Answer:
a) To find the probability that X1 is less than or equal to 0.5 and X2 is greater than or equal to 0.25, we need to integrate the given density function over the region where X1 ≤ 0.5 and X2 ≥ 0.25.

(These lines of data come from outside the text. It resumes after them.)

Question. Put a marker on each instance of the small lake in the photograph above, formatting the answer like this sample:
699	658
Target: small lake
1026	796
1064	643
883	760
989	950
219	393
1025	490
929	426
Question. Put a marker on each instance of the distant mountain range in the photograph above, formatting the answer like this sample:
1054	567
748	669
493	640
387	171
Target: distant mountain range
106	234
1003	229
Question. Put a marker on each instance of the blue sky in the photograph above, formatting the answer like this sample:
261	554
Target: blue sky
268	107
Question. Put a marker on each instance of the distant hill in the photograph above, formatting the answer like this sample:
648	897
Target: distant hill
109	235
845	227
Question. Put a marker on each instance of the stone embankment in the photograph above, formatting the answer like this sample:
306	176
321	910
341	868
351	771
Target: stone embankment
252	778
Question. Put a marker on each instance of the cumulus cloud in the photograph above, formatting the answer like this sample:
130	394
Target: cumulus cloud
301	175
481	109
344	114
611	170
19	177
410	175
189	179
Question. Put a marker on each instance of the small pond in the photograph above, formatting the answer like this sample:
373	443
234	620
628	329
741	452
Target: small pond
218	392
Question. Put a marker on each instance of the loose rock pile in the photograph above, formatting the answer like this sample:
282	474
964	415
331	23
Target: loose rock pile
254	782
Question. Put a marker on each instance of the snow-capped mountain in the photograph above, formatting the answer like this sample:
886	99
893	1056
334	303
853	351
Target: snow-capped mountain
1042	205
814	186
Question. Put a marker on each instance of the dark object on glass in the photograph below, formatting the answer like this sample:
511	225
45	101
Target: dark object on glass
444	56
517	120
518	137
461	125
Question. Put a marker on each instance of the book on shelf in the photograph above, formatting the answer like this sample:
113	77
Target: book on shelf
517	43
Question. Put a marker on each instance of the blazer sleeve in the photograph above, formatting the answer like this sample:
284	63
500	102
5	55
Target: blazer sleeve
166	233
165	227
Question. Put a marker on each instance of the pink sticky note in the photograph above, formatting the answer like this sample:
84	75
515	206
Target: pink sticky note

P(X1 ≤ 0.5, X2 ≥ 0.25) = ∫∫(x1,x2) f(x1,x2) dxdy
where the limits of integration are:
0.25 ≤ x2 ≤ 1
0 ≤ x1 ≤ 0.5
Substituting the given density function:
P(X1 ≤ 0.5, X2 ≥ 0.25) = ∫0.25^1 ∫0^0.5 (x1 + x2) dx1 dx2
Evaluating the inner integral:
P(X1 ≤ 0.5, X2 ≥ 0.25) = ∫0.25^1 [(x1^2/2) + x1x2] |0 to 0.5 dx2
Simplifying the expression:
P(X1 ≤ 0.5, X2 ≥ 0.25) = ∫0.25^1 [(0.125 + 0.25x2)] dx2
Evaluating the upper and lower limits:
P(X1 ≤ 0.5, X2 ≥ 0.25) = [0.125x2 + 0.125x2^2] |0.25 to 1
Substituting the limits:
P(X1 ≤ 0.5, X2 ≥ 0.25) = [(0.125 + 0.125) - (0.03125 + 0.015625)]
Solving for the final answer:
P(X1 ≤ 0.5, X2 ≥ 0.25) = 21/64
Therefore, the probability that X1 is less than or equal to 0.5 and X2 is greater than or equal to 0.25 is 21/64.
b) To find the probability that X1 + X2 is less than or equal to 1, we need to integrate the given density function over the region where X1 + X2 ≤ 1.
P(X1 + X2 ≤ 1) = ∫∫(x1,x2) f(x1,x2) dxdy
where the limits of integration are:
0 ≤ x1 ≤ 1
0 ≤ x2 ≤ 1-x1
Substituting the given density function:
P(X1 + X2 ≤ 1) = ∫0^1 ∫0^(1-x1) (x1 + x2) dx2 dx1
Evaluating the inner integral:
P(X1 + X2 ≤ 1) = ∫0^1 [(x1x2 + 0.5x2^2)] |0 to (1-x1) dx1
Simplifying the expression:
P(X1 + X2 ≤ 1) = ∫0^1 [(x1 - x1^2)/2 + (1-x1)^3/6] dx1
Evaluating the integral:
P(X1 + X2 ≤ 1) = [x1^2/4 - x1^3/6 - (1-x1)^4/24] |0 to 1
Substituting the limits:
P(X1 + X2 ≤ 1) = (1/4 - 1/6 - 1/24) - (0/4 - 0/6 - 1/24)
Solving for the final answer:
P(X1 + X2 ≤ 1) = 1/8
Therefore, the probability that X1 + X2 is less than or equal to 1 is 1/8.